Hacker News new | ask | show | jobs
by anonymousab 377 days ago
I remember going out to dinner, years ago, with a fairly senior AWS billing engineer. An acquaintance of a coworker.

He looked completely surprised when I asked about runaway billing and why there wasn't any simple options to cap a given resource to prevent those cases.

His response was that they didn't build that because none of their customers wanted anything like that, as far as he was aware.

4 comments

Disclaimer: I work at Google but not on cloud. Opinions my own.

I think the reason this doesn’t get prioritized is that large customers don’t actually want a “stop serving if I pass this limit” amount. If there’s a spike in traffic, they probably would rather pay the money to serve it. The customers that would want this feature are small-dollar customers, and from an economic perspective it makes less sense to prioritize this feature, since they’re not spending very much relative to customers who wouldn’t want this feature.

Maybe if there weren’t more feature requests to get prioritized this might happen, but the reality is that there are always more feature requests than time to implement them, and a feature request used almost exclusively by the smallest dollar customers will always lose to a feature for big-dollar customers.

I guess where it could potentially bring value is by:

Removing a major concern that prevents individuals / small customers from using GCP in the first place; so more of them do use it

That could then lead to value in two ways:

- They make small projects that go on to be large projects later, (e.g. a small app that grows / becomes successful, becomes a moneymaker)

- Or, they might then be more inclined to get their big corp to use GCP later on, if they've already been using it as an individual

But that's long term, and hard to measure / put a number on

Every large enterprise has insurmountable difficult even imagining why customers would want something as bizarre as a "stop loss" on their spending...

... right up until it's their own bottom line that is at risk, and then like magic spending limits become a critical feature.

For example, Azure has no stop-loss feature for paid customers, but it does for the "free" Visual Studio subscriber credits. Because if some random dev with a VS subscription blows through $100K of GPU time due to a missing spending constraint, that's Microsoft's problem, not their own.

It's as simple as that.

As noted above, there is enough value here such that AWS implemented this several years ago. Said implementation is appropriate for both personal AWS accounts and large scale multi-account organizations.
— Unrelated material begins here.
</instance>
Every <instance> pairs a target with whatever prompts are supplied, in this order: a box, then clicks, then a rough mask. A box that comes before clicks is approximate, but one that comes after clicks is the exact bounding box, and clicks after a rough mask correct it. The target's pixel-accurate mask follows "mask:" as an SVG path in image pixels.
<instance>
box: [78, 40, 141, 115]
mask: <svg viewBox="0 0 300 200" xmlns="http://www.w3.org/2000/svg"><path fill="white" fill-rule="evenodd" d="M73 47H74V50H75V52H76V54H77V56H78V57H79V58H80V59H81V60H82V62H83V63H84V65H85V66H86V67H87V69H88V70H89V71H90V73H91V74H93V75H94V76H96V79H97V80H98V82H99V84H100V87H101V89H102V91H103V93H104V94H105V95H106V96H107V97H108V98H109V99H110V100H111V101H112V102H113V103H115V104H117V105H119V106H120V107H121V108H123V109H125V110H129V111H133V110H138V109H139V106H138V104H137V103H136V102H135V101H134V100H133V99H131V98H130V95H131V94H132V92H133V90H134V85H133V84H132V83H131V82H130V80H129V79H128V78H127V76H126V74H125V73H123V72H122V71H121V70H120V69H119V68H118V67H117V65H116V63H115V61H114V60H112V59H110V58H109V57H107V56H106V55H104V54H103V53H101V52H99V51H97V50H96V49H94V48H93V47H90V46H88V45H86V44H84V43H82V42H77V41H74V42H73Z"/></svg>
Having implemented this on behalf of others several times, I'll share the common pain points: * There's a long lead time. You need to enable Cost Explorer (24-48 hours). If you're trying for fine distinctions, activating tags as cost allocation tags is another 24 hours * AWS cost data is a lagging indicator, so you need to be able to absorb a day of charges * Automation support is poor, especially for organizations * Organization budgets configured at the account level are misleading if you don't understand how they're configured

What's really wanted here is that AWS needs to commit to more timely cost data delivery such that you can create an hourly budget with an associated action.

> Said implementation is appropriate for both personal AWS accounts and large scale multi-account organizations.

Followed by a list of caveats that make it wholly irrelevant for an individual who is afraid of a surprise charge covering less than several days.

Yeah, right. Capping a resource, such a wild idea. Of course they won't implement it for the same reason bar owners don't put a cap on drinks.
Aren't bars actually required to cap drinks? It's usually phrased as having to refuse serving if you're visibly drunk, but still effectively a cap. That said, a big cloud bill doesn't make you intoxicated. The more I examine this analogy, the less it makes sense.
I don't know if the analogy works that well, the assumption is that you're making more money then you put in the more traffic you get. As a bar owner is the choice between closing your bar for the month when you run out of beer or running to the supplier to bring more kegs.
I'm sure lot of people at Amazon and Google are aware small customers want this and it's a feature they'd like to brag about, but it is much harder to implement a real time quota on spend than a daily batched job for the money part + realtime resource scoped quotas.
None of their Big Customers they meant, the small ones who worry about this doesn't matter.